Маша кивнула: четвертый месяц. Ну конечно! И задала последний вопрос:
– А Алиса была в курсе этой «неприятной истории»?
Рудовский пожал плечами:
– Мы справляли день рождения оператора – прямо в павильоне, рядом с декорациями… Вся съемочная группа напилась, я в том числе. Ольга была нервная, сама не своя, сидела на гормонах – все в попытке забеременеть. У нее повсюду кололо и болело плюс чувство вины… Одним словом, я старался появляться дома как можно реже. Алиса мне нравилась, но только на том сабантуе мы впервые поговорили по душам.
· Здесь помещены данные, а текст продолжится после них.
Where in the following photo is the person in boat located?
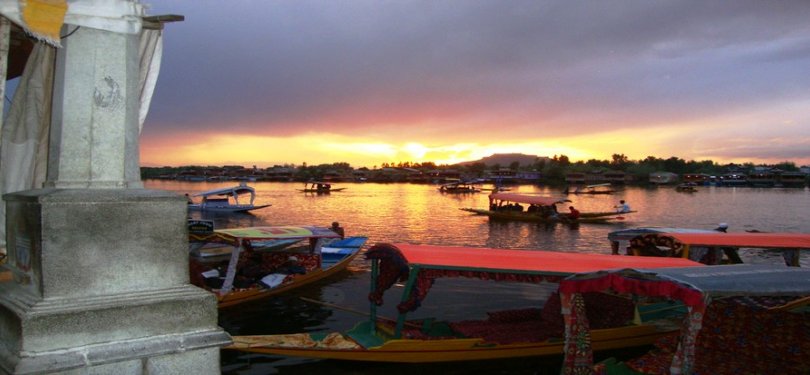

Она вспоминала своих родителей-алкоголиков. Детство в нищете. Я уж не знаю, видно, сильно принял, рассказал, как мы с Ольгой пытаемся сделать детей, но не выходит. Потом мы целовались под снегом… – Глаза у Рудовского стали мечтательными, а Маша сама себе кивнула: вот оно. Все сходится.
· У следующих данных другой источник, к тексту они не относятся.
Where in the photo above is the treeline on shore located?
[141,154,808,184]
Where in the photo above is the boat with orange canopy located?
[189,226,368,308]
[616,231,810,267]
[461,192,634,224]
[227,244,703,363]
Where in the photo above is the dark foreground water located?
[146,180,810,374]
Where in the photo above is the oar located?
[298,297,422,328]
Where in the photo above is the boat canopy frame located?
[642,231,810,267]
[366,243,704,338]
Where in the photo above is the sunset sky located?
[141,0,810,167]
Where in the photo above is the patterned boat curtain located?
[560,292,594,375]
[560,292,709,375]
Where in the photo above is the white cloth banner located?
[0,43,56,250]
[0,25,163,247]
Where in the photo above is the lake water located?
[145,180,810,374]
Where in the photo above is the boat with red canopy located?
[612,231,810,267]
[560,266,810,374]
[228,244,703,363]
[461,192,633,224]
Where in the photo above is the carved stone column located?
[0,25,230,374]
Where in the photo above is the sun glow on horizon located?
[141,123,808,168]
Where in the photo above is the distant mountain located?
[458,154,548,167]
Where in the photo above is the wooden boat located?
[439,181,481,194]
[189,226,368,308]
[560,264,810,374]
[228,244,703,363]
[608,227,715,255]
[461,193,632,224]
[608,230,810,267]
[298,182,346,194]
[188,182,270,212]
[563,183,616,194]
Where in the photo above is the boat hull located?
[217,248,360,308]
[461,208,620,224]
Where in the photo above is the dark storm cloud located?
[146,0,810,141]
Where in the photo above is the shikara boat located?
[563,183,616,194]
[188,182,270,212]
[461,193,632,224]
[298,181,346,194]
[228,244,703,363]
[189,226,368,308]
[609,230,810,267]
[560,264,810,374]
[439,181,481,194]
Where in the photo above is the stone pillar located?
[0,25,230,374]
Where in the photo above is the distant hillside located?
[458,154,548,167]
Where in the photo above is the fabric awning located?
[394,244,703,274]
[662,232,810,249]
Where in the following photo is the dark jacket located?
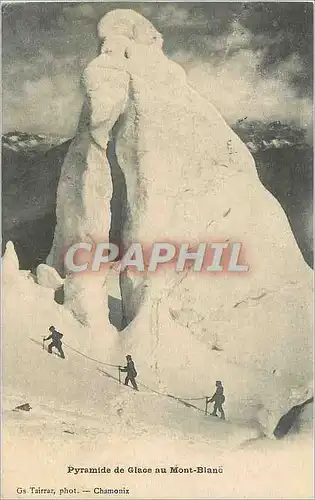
[120,359,138,378]
[210,385,225,404]
[45,330,63,344]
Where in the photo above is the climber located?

– У Ольги остались родители? Близкие ей люди? – спросила она жестко, вырвав Рудовского из сладких воспоминаний.
– Может быть, вы мне объясните, откуда такие вопросы? – Почувствовав смену ее тона, Рудовский смотрел на нее внимательно и цепко. Он ждал. Маша вздохнула. Придется рассказывать.
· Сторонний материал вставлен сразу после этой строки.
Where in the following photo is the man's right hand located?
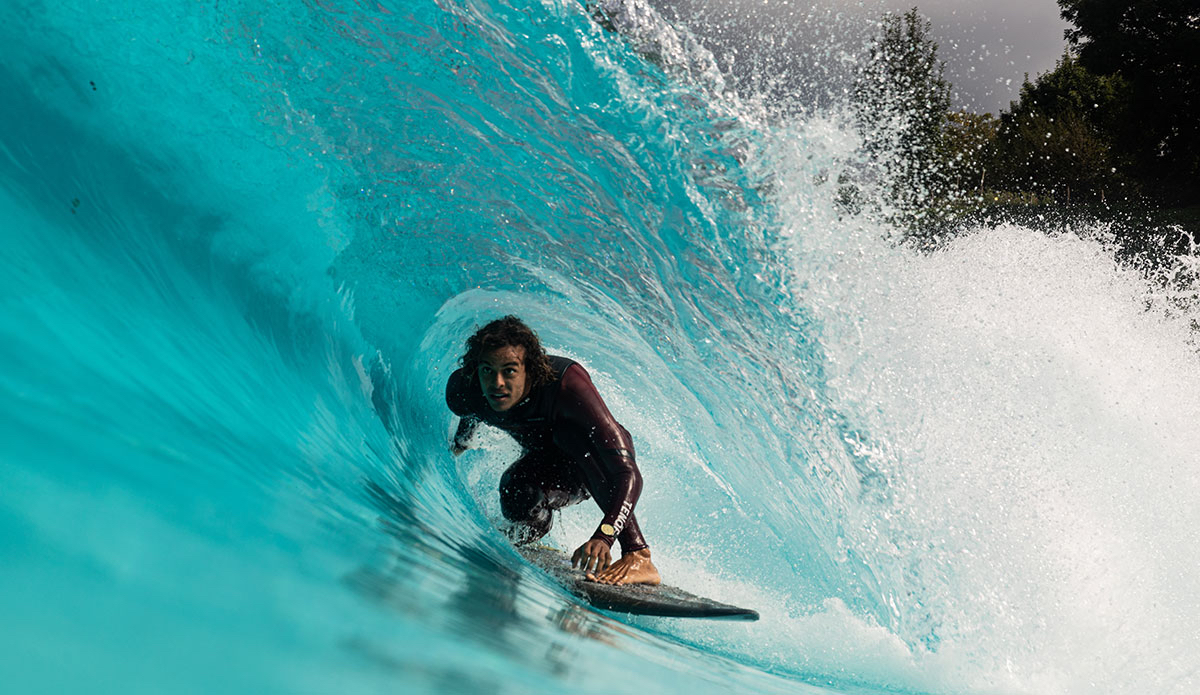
[571,539,612,573]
– Ваша жена, – начала она тихо, но голос по мере рассказа крепчал – история казалась ей такой банальной и одновременно такой отвратительной, что она вдруг перестала жалеть продюсера, ослепленного своей сумасшедшей любовью, – ваша первая жена, была знакома со второй. Дело в том, что Алиса написала Ольге письмо. В этом письме она сообщала, что беременна от вас и что срок у беременности – ровно четыре месяца. Кроме конкретного отсыла к старой и трагичной для Ольги истории, четыре месяца – это действительно срок, на котором аборт уже запрещен. А это значило, что у вас скоро бы появился долгожданный ребенок. Но с другой женщиной.
Маша не решалась взглянуть на Рудовского. Она вынула из папки распечатку карты с точкой, помеченной крестиком: третье, последнее письмо от Алисы – Ольге. Положила ее на стол перед продюсером.
– Это место. Съезд с поселковой дороги на шоссе. Там, где погибла ваша первая супруга. Я нашла в архивах ГИБДД отчет по аварии. Крутой поворот, не первый смертельный случай… Но, видите ли… Ольга уже шесть лет жила в этом доме и регулярно ездила на машине в город в зимнее время. Она не могла не знать, насколько опасно разгоняться на этом отрезке и как часто подтаявший снег, заледенев вечером…
– Я понял, что вы хотите сказать. – Рудовский смотрел прямо на Машу, но явно ее уже не видел. – Вы не могли бы уйти?
Отрывок из зеленой тетради
Итак, первыми выводить людей взялась Екатерина Медичи. Хотя что это я? За много лет до моды на карликов и по век двадцатый человечество не оставляло надежд выпестовать подходящий ему экземпляр. Просто параметры были отличны. В Спарте – одни. У Платона – другие. У древних северных народов – третьи.
Занятно, что одно из самых страшных мероприятий XX века выросло из весьма благородного корня – стремления к идеалу. Впрочем, подобные парадоксы – вполне банальная вещь. Видите ли, у Чарлза Дарвина, знаменитого автора «Происхождения видов», имелся кузен, Фрэнсис Гальтон, прекраснейшей души человек. Из тех викторианских джентльменов – «ученых-любителей» XIX века, чей реальный вклад в науку огромен. Изучив теорию эволюции, он пошел дальше Чарлза, решив, что и человеческий вид надобно улучшать, впервые употребив термин «евгеника», от греческого «хорошего рода». Гальтон призывал селекционировать человека подобно домашнему скоту, улучшая его наследственные признаки. Речь шла поначалу о необходимости юношей и девушек из хороших семей жениться исключительно меж собой. Мысль, прямо скажем, не новая и до сих пор весьма практикуемая среди внимательных к своим чадам матерей. Евгеника, по мнению Гальтона, должна была подтвердить право англосаксонской расы на мировое господство, и тут-то звенит у всех в голове первый тревожный звоночек, но вспомним, что во времена Гальтона над Британской империей и так уже не заходило солнце.